Paris «n’a pas les pouvoirs réglementaires d’interdire et avait alerté le gouvernement il y a un an pour que des dispositions soient prises», selon la ville de Paris.
La sévérité a payé: à Singapour, «le stationnement des trottinettes électriques est beaucoup moins anarchique», souligne M. Crist.
«L’immatriculation des trottinettes électriques vise à empêcher toute conduite dangereuse et à renforcer la sécurité pour l’ensemble des usagers», expliquent les autorités singapouriennes des transports.
La sécurité est en effet le problème numéro un.

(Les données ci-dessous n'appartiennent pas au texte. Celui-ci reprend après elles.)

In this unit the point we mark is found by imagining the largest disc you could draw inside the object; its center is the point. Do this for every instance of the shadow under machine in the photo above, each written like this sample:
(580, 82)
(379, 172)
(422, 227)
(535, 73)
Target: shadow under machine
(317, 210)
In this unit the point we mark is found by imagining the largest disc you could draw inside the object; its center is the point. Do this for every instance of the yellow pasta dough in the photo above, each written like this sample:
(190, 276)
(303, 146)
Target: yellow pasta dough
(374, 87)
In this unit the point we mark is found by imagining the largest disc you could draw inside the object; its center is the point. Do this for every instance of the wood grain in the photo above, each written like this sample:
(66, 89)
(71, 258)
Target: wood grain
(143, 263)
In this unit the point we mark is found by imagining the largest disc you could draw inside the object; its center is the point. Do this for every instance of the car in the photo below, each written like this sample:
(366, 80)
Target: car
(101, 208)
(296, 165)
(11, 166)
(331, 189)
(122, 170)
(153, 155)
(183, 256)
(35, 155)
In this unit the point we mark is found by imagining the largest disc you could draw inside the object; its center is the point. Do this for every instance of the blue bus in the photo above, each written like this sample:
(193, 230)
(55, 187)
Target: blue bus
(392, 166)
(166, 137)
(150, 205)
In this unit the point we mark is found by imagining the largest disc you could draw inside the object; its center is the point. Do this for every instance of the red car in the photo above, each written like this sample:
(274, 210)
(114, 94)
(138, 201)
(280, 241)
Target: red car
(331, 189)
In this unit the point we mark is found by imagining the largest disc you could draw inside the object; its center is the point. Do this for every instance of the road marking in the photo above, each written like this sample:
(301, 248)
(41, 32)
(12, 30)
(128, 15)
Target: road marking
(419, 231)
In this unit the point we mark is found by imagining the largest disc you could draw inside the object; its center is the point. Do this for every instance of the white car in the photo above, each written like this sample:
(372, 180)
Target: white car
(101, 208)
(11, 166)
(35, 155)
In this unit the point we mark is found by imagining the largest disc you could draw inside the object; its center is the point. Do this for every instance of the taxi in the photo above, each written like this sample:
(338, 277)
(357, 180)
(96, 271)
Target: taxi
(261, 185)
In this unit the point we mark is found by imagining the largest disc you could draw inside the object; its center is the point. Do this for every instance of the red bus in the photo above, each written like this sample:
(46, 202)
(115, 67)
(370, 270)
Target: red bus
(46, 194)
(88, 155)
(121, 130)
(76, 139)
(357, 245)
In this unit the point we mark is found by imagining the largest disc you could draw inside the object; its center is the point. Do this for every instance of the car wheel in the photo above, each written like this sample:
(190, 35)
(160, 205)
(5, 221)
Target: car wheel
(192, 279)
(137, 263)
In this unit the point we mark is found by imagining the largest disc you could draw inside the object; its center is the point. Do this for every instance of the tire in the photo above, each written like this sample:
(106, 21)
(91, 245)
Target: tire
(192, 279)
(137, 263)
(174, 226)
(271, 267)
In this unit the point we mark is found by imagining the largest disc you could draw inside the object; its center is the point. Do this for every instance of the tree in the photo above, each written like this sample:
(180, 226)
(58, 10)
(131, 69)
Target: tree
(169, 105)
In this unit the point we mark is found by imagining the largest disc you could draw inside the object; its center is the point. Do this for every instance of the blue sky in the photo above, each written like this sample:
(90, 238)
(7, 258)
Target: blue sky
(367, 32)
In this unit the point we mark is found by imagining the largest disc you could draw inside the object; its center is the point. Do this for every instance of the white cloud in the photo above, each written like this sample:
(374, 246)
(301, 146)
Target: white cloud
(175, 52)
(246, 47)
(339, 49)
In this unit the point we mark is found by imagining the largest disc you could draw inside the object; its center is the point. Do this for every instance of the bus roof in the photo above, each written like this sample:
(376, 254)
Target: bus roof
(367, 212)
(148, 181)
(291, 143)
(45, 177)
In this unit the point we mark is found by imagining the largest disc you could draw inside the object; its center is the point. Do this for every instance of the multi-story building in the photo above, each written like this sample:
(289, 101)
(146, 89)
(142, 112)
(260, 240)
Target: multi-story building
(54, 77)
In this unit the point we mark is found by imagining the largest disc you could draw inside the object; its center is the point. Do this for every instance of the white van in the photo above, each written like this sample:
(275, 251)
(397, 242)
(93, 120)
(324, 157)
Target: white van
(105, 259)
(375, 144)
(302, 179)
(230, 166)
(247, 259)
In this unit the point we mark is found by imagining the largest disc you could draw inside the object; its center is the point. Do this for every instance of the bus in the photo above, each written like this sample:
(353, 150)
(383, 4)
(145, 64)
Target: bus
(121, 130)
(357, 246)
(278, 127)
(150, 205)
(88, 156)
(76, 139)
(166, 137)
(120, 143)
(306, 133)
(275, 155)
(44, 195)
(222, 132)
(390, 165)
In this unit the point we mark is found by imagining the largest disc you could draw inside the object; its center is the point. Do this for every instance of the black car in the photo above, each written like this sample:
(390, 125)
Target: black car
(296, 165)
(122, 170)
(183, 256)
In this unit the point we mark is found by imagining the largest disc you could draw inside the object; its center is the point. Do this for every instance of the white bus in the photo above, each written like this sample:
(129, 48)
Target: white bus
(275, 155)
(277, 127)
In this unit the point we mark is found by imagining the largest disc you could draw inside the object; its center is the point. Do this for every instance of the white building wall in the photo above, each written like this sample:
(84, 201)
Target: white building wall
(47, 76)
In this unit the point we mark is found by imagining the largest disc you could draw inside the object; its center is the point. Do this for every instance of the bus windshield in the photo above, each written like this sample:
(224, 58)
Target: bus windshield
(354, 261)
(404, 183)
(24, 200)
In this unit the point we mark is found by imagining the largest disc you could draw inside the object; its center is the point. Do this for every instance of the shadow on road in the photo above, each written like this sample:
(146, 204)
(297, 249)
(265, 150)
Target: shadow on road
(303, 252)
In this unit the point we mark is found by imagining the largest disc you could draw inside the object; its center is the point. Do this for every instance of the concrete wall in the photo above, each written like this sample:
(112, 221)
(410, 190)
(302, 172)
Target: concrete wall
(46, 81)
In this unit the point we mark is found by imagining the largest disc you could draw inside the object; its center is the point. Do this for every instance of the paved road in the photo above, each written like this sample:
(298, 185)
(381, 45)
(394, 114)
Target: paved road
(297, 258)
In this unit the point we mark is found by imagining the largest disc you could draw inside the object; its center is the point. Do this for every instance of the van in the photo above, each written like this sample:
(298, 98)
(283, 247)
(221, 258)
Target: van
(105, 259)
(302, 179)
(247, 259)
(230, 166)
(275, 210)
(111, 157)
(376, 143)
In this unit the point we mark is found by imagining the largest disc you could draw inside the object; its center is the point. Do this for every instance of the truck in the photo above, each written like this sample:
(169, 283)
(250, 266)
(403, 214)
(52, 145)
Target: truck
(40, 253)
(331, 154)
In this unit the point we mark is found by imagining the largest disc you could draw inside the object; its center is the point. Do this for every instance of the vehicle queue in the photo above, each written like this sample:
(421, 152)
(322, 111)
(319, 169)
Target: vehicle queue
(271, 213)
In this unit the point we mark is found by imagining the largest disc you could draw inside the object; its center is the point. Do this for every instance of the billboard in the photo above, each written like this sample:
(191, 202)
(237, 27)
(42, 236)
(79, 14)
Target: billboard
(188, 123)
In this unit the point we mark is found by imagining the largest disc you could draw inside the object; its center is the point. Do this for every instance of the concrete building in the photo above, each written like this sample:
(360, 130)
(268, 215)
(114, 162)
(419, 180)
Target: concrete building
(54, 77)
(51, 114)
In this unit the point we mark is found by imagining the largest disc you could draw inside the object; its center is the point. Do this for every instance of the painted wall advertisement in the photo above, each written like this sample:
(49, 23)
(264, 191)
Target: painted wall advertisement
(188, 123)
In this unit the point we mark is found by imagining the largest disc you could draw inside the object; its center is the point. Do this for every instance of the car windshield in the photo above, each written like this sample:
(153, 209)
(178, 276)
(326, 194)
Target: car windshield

Des personnes âgées renversées, des piétons les membres dans le plâtre ou des conducteurs blessés voire tués dans des accidents de la route: les exemples sont nombreux mais il n’existe «aucune donnée fiable sur les accidents», précise le Conseil européen pour la sécurité des transports, basé à Bruxelles, dans un rapport publié le mois dernier.
«Les villes ont été conçues pour l’automobile et la question dorénavant est de savoir comment on partage l’espace dédié aux voitures afin d’en créer pour les piétons, les vélos et les trottinettes électriques», estime M. Hazan.
«La sécurité ne fonctionnera que si l’on peut diviser l’espace», juge-t-il: un pour les automobiles et les bus, un pour les vélos et les trottinettes et un troisième pour les piétons.
«Trois vitesses différentes, trois espaces différents».